JaVaughn Craig is leading the APSU football program to the playoffs. Beating UT Martin at our Homecoming Game, 38 – 24, was an essential step in that direction. The Gov’s have not been in the playoffs for 40 years.
From 2013 to the end of Craig and Coach Will Healy’s first season in 2016, the Gov’s were 1-45.
“Looking at that losing record, it was pretty ugly,” Craig said.
Yet, there he was, signing with a football program only a year earlier he would never had considered.
Here is part of why he is here today:
Craig grew up in East Brainerd, a middle-class hamlet adjacent to Chattanooga. He was raised by his mother, LeShandra Rivers, and her husband, Eric Rivers. Both his mom and stepfather are serious recreational slow-pitch softball players. As a family, they traveled across the country to compete in tournaments.
“I grew up surrounded by sports,” Craig said.
Raising children is a family affair. His grandparents looked after him, as did an aunt who worked at Eastdale Recreation Center. Family was always nearby while he swam, played flag football, kickball, basketball and baseball with his friends.
He grew up understanding the allure of the “shady” life of an urban kid, “but the recreation center was sort of my balance.” His strategy was to stay busy doing something year-around, “go to school and try to be a normal kid.”

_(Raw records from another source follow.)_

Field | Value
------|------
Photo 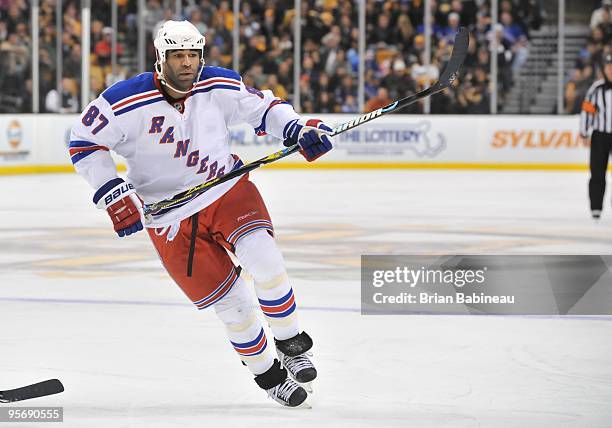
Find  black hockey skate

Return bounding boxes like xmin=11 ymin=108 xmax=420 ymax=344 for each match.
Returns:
xmin=274 ymin=332 xmax=317 ymax=392
xmin=255 ymin=360 xmax=308 ymax=407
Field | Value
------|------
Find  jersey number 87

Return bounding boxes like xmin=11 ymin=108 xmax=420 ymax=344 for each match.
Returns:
xmin=81 ymin=106 xmax=108 ymax=135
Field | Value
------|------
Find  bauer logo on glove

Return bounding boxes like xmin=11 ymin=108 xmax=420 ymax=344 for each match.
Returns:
xmin=94 ymin=178 xmax=143 ymax=237
xmin=284 ymin=118 xmax=334 ymax=162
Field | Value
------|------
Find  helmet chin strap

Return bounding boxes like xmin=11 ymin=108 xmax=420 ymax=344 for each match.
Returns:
xmin=155 ymin=62 xmax=204 ymax=95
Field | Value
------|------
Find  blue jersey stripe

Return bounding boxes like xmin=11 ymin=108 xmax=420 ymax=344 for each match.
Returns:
xmin=102 ymin=72 xmax=157 ymax=105
xmin=230 ymin=328 xmax=264 ymax=348
xmin=192 ymin=83 xmax=240 ymax=95
xmin=115 ymin=95 xmax=165 ymax=116
xmin=70 ymin=150 xmax=98 ymax=165
xmin=200 ymin=66 xmax=241 ymax=82
xmin=70 ymin=140 xmax=98 ymax=148
xmin=257 ymin=288 xmax=293 ymax=306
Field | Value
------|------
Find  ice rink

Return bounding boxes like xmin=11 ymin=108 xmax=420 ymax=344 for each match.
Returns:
xmin=0 ymin=169 xmax=612 ymax=428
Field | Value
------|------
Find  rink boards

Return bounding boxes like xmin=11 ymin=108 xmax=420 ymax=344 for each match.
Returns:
xmin=0 ymin=114 xmax=589 ymax=174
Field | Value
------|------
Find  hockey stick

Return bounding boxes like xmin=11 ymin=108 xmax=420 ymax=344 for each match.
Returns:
xmin=144 ymin=27 xmax=469 ymax=221
xmin=0 ymin=379 xmax=64 ymax=403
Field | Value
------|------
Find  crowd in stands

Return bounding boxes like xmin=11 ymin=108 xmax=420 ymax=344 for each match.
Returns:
xmin=564 ymin=0 xmax=612 ymax=114
xmin=0 ymin=0 xmax=544 ymax=113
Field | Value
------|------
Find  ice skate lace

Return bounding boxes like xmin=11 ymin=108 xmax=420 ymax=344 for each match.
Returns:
xmin=268 ymin=378 xmax=299 ymax=403
xmin=283 ymin=352 xmax=314 ymax=373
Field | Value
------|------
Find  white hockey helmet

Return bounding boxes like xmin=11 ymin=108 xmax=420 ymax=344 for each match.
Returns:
xmin=153 ymin=21 xmax=206 ymax=92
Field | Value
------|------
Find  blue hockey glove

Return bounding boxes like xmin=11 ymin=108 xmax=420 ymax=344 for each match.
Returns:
xmin=285 ymin=118 xmax=334 ymax=162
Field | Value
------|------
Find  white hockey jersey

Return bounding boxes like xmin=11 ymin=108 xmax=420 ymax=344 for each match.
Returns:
xmin=70 ymin=67 xmax=299 ymax=227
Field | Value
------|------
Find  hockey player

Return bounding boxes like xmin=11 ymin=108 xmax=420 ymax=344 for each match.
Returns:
xmin=70 ymin=21 xmax=332 ymax=407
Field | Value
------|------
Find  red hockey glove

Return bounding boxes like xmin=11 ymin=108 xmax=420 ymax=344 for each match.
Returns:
xmin=94 ymin=178 xmax=143 ymax=237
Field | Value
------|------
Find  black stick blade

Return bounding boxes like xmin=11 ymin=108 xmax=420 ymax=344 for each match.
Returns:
xmin=0 ymin=379 xmax=64 ymax=403
xmin=438 ymin=27 xmax=470 ymax=88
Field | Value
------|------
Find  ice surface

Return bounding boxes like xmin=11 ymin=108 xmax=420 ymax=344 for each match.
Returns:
xmin=0 ymin=169 xmax=612 ymax=427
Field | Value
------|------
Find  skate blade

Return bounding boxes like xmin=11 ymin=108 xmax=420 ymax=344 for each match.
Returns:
xmin=298 ymin=381 xmax=314 ymax=394
xmin=292 ymin=400 xmax=312 ymax=409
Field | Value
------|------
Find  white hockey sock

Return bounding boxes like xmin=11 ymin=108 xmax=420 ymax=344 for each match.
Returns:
xmin=236 ymin=230 xmax=299 ymax=340
xmin=215 ymin=278 xmax=274 ymax=375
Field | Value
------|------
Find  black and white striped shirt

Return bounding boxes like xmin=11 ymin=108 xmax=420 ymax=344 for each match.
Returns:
xmin=580 ymin=79 xmax=612 ymax=137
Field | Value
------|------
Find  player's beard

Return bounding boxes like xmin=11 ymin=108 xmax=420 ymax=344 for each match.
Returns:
xmin=163 ymin=66 xmax=196 ymax=92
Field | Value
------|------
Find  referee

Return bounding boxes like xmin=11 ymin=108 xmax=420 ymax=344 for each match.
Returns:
xmin=580 ymin=53 xmax=612 ymax=219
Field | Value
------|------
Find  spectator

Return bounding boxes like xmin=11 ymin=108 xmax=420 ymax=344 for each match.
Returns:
xmin=365 ymin=88 xmax=393 ymax=113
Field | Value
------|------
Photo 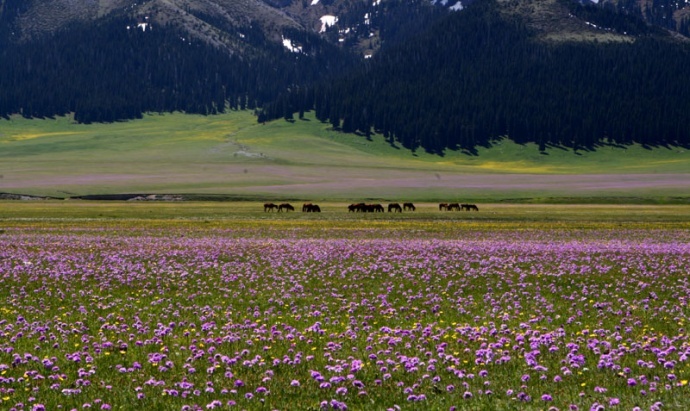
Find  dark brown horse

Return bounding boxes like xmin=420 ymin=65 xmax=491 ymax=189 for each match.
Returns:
xmin=347 ymin=203 xmax=366 ymax=213
xmin=388 ymin=203 xmax=402 ymax=213
xmin=302 ymin=203 xmax=321 ymax=213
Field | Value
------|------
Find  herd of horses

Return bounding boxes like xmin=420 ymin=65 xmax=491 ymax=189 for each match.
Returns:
xmin=438 ymin=203 xmax=479 ymax=211
xmin=264 ymin=203 xmax=479 ymax=213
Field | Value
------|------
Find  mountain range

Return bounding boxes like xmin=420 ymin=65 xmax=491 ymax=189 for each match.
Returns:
xmin=0 ymin=0 xmax=690 ymax=153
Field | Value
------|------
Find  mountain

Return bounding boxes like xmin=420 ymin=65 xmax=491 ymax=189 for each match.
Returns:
xmin=0 ymin=0 xmax=690 ymax=153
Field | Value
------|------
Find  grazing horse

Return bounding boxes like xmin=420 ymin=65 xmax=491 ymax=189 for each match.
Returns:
xmin=347 ymin=203 xmax=366 ymax=213
xmin=278 ymin=203 xmax=295 ymax=213
xmin=302 ymin=203 xmax=321 ymax=213
xmin=388 ymin=203 xmax=402 ymax=213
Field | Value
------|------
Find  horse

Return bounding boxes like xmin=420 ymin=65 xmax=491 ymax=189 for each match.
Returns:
xmin=388 ymin=203 xmax=402 ymax=213
xmin=302 ymin=203 xmax=321 ymax=213
xmin=278 ymin=203 xmax=295 ymax=213
xmin=347 ymin=203 xmax=366 ymax=213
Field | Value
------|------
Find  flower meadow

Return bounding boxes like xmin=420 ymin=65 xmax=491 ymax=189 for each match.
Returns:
xmin=0 ymin=220 xmax=690 ymax=410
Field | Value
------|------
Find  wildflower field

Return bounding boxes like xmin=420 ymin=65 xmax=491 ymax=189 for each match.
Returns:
xmin=0 ymin=203 xmax=690 ymax=410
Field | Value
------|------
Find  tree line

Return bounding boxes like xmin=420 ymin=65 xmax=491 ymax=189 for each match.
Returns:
xmin=0 ymin=11 xmax=356 ymax=123
xmin=260 ymin=1 xmax=690 ymax=153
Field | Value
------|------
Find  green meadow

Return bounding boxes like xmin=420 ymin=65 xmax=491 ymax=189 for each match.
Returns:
xmin=0 ymin=112 xmax=690 ymax=203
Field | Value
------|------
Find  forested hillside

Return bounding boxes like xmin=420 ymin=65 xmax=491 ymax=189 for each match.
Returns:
xmin=0 ymin=16 xmax=354 ymax=123
xmin=261 ymin=1 xmax=690 ymax=153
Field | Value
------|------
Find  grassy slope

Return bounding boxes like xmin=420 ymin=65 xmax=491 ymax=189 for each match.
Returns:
xmin=0 ymin=113 xmax=690 ymax=201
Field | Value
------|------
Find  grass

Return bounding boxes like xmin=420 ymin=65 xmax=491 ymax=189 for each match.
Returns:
xmin=0 ymin=112 xmax=690 ymax=203
xmin=0 ymin=201 xmax=690 ymax=411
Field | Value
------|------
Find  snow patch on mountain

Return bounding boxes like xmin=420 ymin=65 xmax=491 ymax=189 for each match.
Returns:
xmin=283 ymin=36 xmax=302 ymax=53
xmin=319 ymin=14 xmax=338 ymax=33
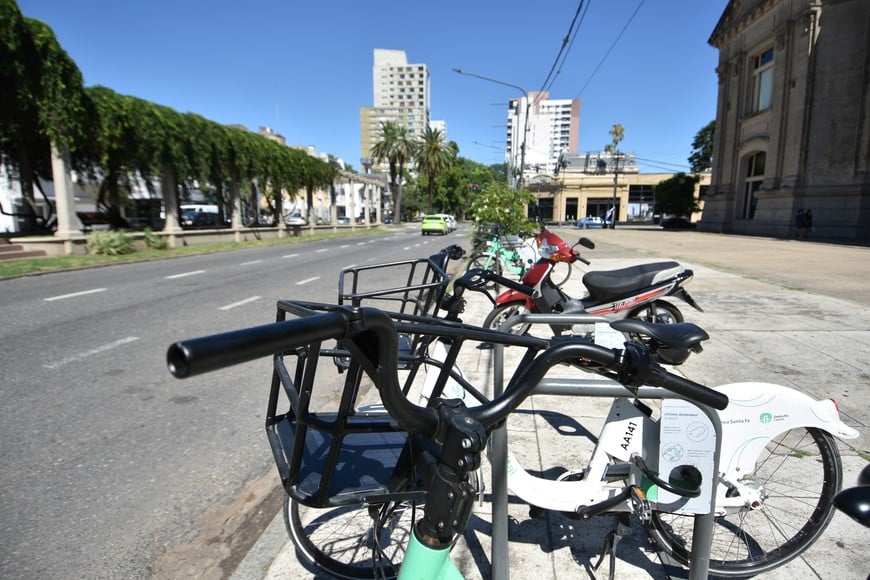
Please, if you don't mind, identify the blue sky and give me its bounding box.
[18,0,727,172]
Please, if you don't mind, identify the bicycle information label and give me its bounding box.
[657,399,716,514]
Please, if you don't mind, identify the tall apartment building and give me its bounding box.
[506,91,580,182]
[360,48,430,168]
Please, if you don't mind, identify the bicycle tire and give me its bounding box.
[284,495,419,580]
[648,427,843,578]
[483,302,531,334]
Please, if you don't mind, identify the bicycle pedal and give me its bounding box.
[592,513,631,580]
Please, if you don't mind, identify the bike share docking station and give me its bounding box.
[490,314,722,580]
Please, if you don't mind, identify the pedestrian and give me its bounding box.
[804,209,815,237]
[794,209,807,238]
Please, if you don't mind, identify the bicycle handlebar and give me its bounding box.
[167,306,728,437]
[166,311,350,379]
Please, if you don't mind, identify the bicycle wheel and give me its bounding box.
[648,427,843,578]
[284,496,422,580]
[483,302,531,334]
[550,262,571,288]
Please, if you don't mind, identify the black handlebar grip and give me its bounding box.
[166,310,350,379]
[649,367,728,411]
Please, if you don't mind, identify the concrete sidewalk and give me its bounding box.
[232,229,870,580]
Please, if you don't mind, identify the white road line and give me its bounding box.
[166,270,205,280]
[42,336,139,369]
[45,288,106,302]
[218,296,260,310]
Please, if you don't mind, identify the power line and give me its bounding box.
[539,0,591,92]
[577,0,646,97]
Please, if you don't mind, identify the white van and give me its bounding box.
[178,203,218,228]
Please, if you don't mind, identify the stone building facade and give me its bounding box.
[698,0,870,240]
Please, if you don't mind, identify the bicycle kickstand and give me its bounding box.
[592,513,631,580]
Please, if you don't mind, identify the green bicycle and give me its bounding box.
[466,227,571,289]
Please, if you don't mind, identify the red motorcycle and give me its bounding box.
[483,229,703,333]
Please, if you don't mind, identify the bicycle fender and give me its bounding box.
[716,382,859,478]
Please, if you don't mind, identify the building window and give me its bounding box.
[743,151,767,220]
[752,48,773,113]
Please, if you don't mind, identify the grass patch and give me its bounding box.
[0,228,385,279]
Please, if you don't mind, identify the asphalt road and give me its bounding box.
[0,225,476,578]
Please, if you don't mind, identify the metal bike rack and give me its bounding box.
[490,314,722,580]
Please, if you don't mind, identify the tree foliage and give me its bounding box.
[654,173,701,216]
[689,119,716,173]
[468,182,535,234]
[0,0,336,227]
[414,125,459,213]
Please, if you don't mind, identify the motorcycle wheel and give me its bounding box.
[483,302,531,334]
[626,300,683,324]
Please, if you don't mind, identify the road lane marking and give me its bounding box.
[166,270,205,280]
[42,336,139,369]
[218,296,260,310]
[45,288,106,302]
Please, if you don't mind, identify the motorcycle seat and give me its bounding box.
[583,261,683,302]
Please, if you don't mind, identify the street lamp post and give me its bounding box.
[453,68,531,189]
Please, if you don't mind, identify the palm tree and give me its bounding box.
[372,121,416,223]
[416,125,456,213]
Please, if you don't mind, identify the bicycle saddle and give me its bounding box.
[610,318,710,352]
[610,318,710,365]
[583,262,683,302]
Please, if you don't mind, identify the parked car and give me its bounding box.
[420,214,450,236]
[577,215,607,230]
[662,216,695,230]
[284,211,308,226]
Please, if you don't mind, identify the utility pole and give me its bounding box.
[453,68,532,189]
[604,123,625,230]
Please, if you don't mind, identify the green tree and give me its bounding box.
[414,125,458,213]
[689,119,716,173]
[653,173,701,216]
[0,0,86,231]
[372,121,416,223]
[468,182,535,234]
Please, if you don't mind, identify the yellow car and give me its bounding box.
[420,215,450,236]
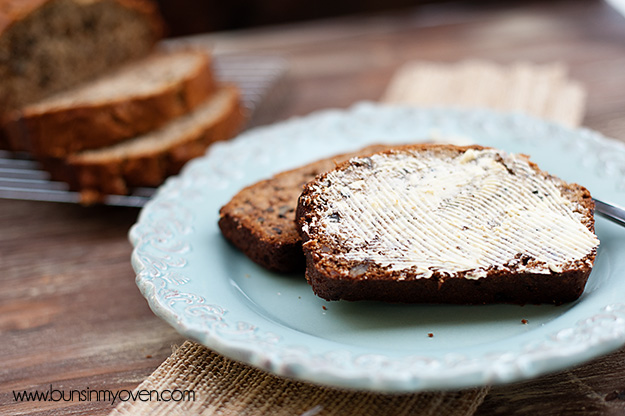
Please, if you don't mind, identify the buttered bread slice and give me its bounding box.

Craig was recruited to attend McCallie High School, a top-rated private high school in Hamilton County. He played quarterback as well as defense for McCallie, garnering attention from scouts for his natural and coached abilities. He recounts his college recruiting season this way:
“You start out kind of overlooked, but then you are getting Louisville and Mississippi State and Auburn and Vanderbilt and Tennessee, Wake Forest, all these schools .. Chattanooga was my first offer and then Jacksonville State, Central North Dakota State, then all the powerhouses in SCS Football … where it’s like, for me, okay, cool.”
“Obviously every kid has a dream of playing Division 1 FBS Football and have the ability to play in front of hundreds of thousands of people, and so for me it was, where do I fit in with all of that,” Craig said. “So going into my senior year (at McCallie), I tore my meniscus, I ended up having surgery right before the season, so recruiting for me, slowed down a ton.”
His navigation through his new set of options was complex.
“I wanted to play for the love of the game,” Craig said. He considered just “walking on” at UT Chattanooga and play with Coach Healy. Craig had a long family friendship with the Healy family (through the world of slow-pitch softball). Then, a month and a half before it was time to enroll, it was announced Healy was headed to Clarksville.
Ultimately, Craig came to APSU with the new coach. He was convinced it was an opportunity to work with people he respected and “turn the program around.” Throughout his journey in this redemption story, he has continued to explore who he is and “how I want to show my love for God and people in my life.”
“When I was growing up I realized how much of a people person I am and how much I want to help them,” Craig said.
The summer before he started here at APSU he did a mission trip to provide landslide and flood relief in Indonesia. Craig has also gone to Haiti with church members. These experiences seemed to solidify his view that the world is not in a person’s control. However, people get to choose who they want to be in the face of that worldly uncertainty. That is in his control.
His future is still uncertain.
“When the time comes, it will be clear what I am supposed to do,” Craig said.
Craig shared a conversation with his mother.
“She and I have discussed this. If I were to make some money playing football, I already have charities I want to fund to help people,” Craig said.
He also said, “I have also discussed the possibility of taking two years off, leaving the country and becoming a missionary.”
Either way, his mother is solidly behind him.
For now, Craig says all that will have to wait. Like any student who wants to graduate, he has to continue managing his classes in his major, Political Science.
He said he has a few stress reduction strategies. He eats all he can and sleeps whenever he can. He stays musical, often practicing piano for two hours a day. He makes time for some Netflix. Having recently finished binge-watching “The Blacklist,” he is now watching “How to Get Away With Murder.”
He also watches film and meets with the coaching staff ninety minutes a day, practices a couple hours a day with his team and plays football most Saturdays. He attends Lifepoint Church at the Rossview Campus and serves at least once a week there during service.
If one takes a moment to pay attention to this scholar/athlete, whether you are a fan of football or not, what stands out is his fierce love and appreciation for his family, his faith in a creator that loves him, his strategic focus on doing the next right thing for himself and others and a deep ambition to be the best he can be in any situation.
It is a pretty safe bet Craig will finish his football career here as he came into it. He will be a bit battered by the battles, wise beyond his years, filled with a vision of who his God calls him to be, carefully listening to what life and his community teaches him and patient and persistent in his quest. Craig is a champion. Win or lose, over these last remaining weeks of the season, he is living heroically.
“I am in no way perfect, I am flawed like all people,” Craig said.
How reassuring to have him represent us in this fantastical game of football, a flawed being doing everything in his power to be the person he is called to be.